The court rejected the union's contention that this case didn't involve an "appeal" within the meaning of section 709(f) of the Technicians Act. "As have other courts considering the interaction between the Technicians Act and the Labor-Management Act, we will construe the term 'appeal' broadly enough to include procedures that involve the review of terminations but are not technically described as 'appeals.'"
It also turned aside the union's argument that First Amendment concerns modify the reach of the Technicians Act because Romero was terminated for participating in "protected activity" by pointing out that "the Authority's jurisdiction extends only to statutory, not constitutional claims."
It accordingly affirmed the Authority's decision that the Technicians Act deprived FLRA of jurisdiction to review Romero's termination.
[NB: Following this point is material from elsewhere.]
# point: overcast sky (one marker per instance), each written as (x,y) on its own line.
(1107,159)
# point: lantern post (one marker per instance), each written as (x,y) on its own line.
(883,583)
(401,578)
In a footnote the court noted that the union had also complained that FLRA erred in failing to address the terminations of 25 other technicians (which took place after the ALJ had ruled on the termination of Romero) and responded that "[f]or the same reasons that Romero's termination may not be reviewed, nor may those terminations."
In a later footnote, the court noted that Romero had filed an action in district court alleging constitutional violations under 42 U.S.C. § 1983. Although the district court initially ruled that Romero's action seeking equitable remedies against the Guard was justiciable, it ultimately dismissed the action. Noting that that decision wasn't appealed, the court said the following: "Although we express no opinion on the question, it appears that such an appeal might have been a more fruitful approach to vindicating Romero's constitutional rights."